Emmanuelle Bercot (De son vivant ) : "Je voulais écrire un mélodrame pour Benoît Magimel et Catherine Deneuve"

"De son vivant", le nouveau film d'Emmanuelle Bercot, en sélection au Festival de Cannes 2021, est en salle depuis le 24 novembre. Le récit suit Benjamin, incarné par Benoît Magimel, atteint d'un cancer. Sa mère, jouée par Catherine Deneuve, doit faire face à cette situation douloureuse. Nous avons eu la chance de rencontrer la réalisatrice quelques jours avant la sortie du film.

De son vivant : un film bouleversant

Emmanuelle Bercot est de retour en tant que réalisatrice avec son nouveau film intitulé de De son vivant. Elle signe ici un nouveau long-métrage où elle met en scène dans le premier rôle l'acteur Benoît Magimel. Ce n'est pas la première fois qu'ils collaborent ensemble, puisque la cinéaste a déjà travaillé à ses côtés dans ces deux dernières réalisations, La Tête haute et La fille de Brest. Emmanuel Bercot revient avec un thème qu'elle aime aborder, celui de la santé et du monde médical. Elle se penche ici sur un sujet délicat qui est celui du cancer. Une maladie qui touche des millions de personnes chaque année.

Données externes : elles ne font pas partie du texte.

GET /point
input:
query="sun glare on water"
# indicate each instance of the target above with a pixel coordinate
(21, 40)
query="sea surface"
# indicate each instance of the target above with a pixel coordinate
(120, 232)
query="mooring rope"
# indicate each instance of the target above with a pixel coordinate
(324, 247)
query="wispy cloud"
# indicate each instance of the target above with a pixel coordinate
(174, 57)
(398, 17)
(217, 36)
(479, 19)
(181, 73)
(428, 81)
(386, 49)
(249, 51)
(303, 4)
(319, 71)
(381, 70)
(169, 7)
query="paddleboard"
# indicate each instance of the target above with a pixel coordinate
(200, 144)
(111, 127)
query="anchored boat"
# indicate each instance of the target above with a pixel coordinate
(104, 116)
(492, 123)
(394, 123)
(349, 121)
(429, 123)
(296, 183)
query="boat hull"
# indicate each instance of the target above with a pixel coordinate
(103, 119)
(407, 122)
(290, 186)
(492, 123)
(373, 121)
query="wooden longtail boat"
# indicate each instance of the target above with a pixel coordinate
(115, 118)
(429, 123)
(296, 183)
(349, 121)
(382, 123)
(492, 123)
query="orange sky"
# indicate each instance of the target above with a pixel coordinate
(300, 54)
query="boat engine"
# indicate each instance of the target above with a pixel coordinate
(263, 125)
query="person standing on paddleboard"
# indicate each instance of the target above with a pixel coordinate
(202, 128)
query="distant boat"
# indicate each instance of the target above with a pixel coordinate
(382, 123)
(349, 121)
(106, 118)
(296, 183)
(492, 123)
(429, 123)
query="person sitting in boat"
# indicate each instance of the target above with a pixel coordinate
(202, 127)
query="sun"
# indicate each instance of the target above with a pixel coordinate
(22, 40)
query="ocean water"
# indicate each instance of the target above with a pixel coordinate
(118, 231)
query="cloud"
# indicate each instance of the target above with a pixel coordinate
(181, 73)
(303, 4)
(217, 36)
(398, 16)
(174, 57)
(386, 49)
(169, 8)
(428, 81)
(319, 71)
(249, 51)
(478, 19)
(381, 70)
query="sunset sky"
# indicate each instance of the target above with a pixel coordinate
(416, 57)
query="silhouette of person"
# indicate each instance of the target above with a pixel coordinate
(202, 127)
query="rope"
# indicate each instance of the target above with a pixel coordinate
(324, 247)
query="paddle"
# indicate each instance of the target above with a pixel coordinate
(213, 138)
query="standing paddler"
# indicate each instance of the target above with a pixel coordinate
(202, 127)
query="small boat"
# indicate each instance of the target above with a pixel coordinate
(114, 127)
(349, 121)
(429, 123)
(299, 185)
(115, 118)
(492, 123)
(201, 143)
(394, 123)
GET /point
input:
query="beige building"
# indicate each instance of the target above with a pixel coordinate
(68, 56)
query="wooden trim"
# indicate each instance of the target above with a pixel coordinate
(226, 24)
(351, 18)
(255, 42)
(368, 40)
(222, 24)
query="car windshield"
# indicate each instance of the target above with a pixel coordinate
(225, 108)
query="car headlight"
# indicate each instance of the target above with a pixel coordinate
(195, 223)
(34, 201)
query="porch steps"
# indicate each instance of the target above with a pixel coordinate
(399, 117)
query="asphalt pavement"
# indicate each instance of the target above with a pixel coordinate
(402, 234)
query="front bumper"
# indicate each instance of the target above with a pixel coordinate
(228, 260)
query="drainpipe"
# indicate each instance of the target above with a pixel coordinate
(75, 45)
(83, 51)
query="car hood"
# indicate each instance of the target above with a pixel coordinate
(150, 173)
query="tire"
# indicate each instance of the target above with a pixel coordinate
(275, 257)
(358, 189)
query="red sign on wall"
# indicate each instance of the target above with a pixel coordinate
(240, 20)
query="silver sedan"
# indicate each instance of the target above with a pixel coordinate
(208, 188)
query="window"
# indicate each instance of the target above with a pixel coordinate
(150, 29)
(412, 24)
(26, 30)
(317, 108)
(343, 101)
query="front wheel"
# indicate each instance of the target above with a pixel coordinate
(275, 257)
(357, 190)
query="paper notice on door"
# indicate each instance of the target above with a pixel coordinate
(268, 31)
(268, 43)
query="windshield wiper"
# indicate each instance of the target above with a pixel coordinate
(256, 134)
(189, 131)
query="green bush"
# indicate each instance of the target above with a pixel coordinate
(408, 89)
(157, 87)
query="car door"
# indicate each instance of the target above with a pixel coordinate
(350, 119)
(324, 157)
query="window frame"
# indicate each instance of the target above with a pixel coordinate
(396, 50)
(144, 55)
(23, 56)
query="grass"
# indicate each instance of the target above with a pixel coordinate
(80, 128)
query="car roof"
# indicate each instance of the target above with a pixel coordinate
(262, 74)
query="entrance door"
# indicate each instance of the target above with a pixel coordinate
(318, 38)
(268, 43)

Ainsi la réalisatrice vient illustrer, avec justesse et profondeur, la détresse de ses personnages incarnés par Benoît Magimel et Catherine Deneuve. Le récit retrace l'histoire de Benjamin condamné bien trop jeune par la maladie. Atteint d'un cancer du pancréas, il va devoir faire face à sa souffrance et celle de sa mère. Il est suivi de près par un médecin dévoué (le docteur Gabriel Sara dans son propre rôle) et d’une infirmière, Cécile de France, pour l'accompagner sur l’impossible chemin. Une année, quatre saisons, pour « danser » avec la maladie, l’apprivoiser, et comprendre ce que ça signifie : mourir de son vivant. Emmanuelle Bercot revient sur son idée de départ : 

Mon point de départ, c'était d'écrire un "mélo" pour Benoît Magimel et Catherine Deneuve. Ensuite, j'avais envie d'écrire l'histoire d'une mère qui perd son fils. Et de quoi elle perdait son fils ? Du cancer. Donc j'avais aussi envie de parler du cancer, qui est quelque chose qui nous touche tous aujourd'hui de près ou de loin. Cela part évidemment d'expériences personnelles, mais il n'y a rien dans le film qui raconte des choses intimes. J'ai commencé à prendre des notes par rapport à ça et j'ai rencontré le docteur Sara, qui est cancérologue.

De son vivant
Benjamin (Benoît Magimel) et le docteur Sara - De son vivant ©Les Films du Kiosque

La mélodie des personnages

Instinctivement Emmanuelle Bercot a insufflé une trame musicale à ses personnages, le docteur Sara et Benjamin. Un choix qui s'est fait naturellement pour la réalisatrice déjà fan de Bach. On retrouve ici des mélodies signées Jacques Loussier, qui résonnent avec les histoires respectives des différents protagonistes. Lors de l'écriture de son scénario, la réalisatrice a écouté aléatoirement différentes musiques, pour accompagner son travail de création, c'est à ce moment-là que son choix s'est arrêté sur un compositeur en particulier :

En écrivant, il y a deux morceaux de Jacques Loussier qui m'ont percuté. Il y en a un où je me suis dit : c'est pour Benjamin et l'autre c'est le docteur. Ce sont des morceaux que j'ai écoutés souvent et que je tenais à mettre dans le film. Mais ce qui est fou, c'est que sans savoir tout cela, le docteur Sara qui écoute beaucoup de musique, m'a dit que ce qu'il aimait par-dessus tout, c'était Jacques Loussier. Donc c'était un signe, il y a vraiment quelque chose qui parle au-dessus de nous.